Not long afterwards I heard a whole segment on RTÉ’s Liveline about this exact scam. I only use Revolut for petty cash needs and for bribing my children (those floordrobes won’t clear themselves) but in some cases the unfortunate people calling Joe Duffy had lost thousands. I listened and thought about my lucky escape.

Last week a friend was scammed, her Instagram and Facebook and Etsy accounts, from which she runs a business, were taken over by hackers. She’d been hoodwinked out of her passwords by a text message that came from someone she thought she knew. (The scammers had texted from an acquaintance’s number having infiltrated my friend’s contacts.) She eventually managed to get her accounts back with the help of tech-savvy relatives, but it was a frustrating, exhausting and emotionally disturbing episode during which the hackers attempted to extract money from her.

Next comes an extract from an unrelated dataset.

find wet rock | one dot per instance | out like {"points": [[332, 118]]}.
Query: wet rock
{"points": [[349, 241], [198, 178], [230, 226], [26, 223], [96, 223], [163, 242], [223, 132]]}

She swore a lot at them on the phone too. It appears to be a common response.

I thought I was unscammable. I was wrong. Here’s some of what I learned from the unpleasant experience: don’t respond to any of these messages however plausible they seem. Contact all organisations directly by phone or through their own apps. Never download any external apps (what, I wonder now, was I thinking?). Don’t share your account information or passwords with anybody, even people you think you know.

Do curse loudly and often at anybody who tries to scam you. It’s cathartic and if nothing else will hopefully wreck their heads as much as they’ve wrecked yours.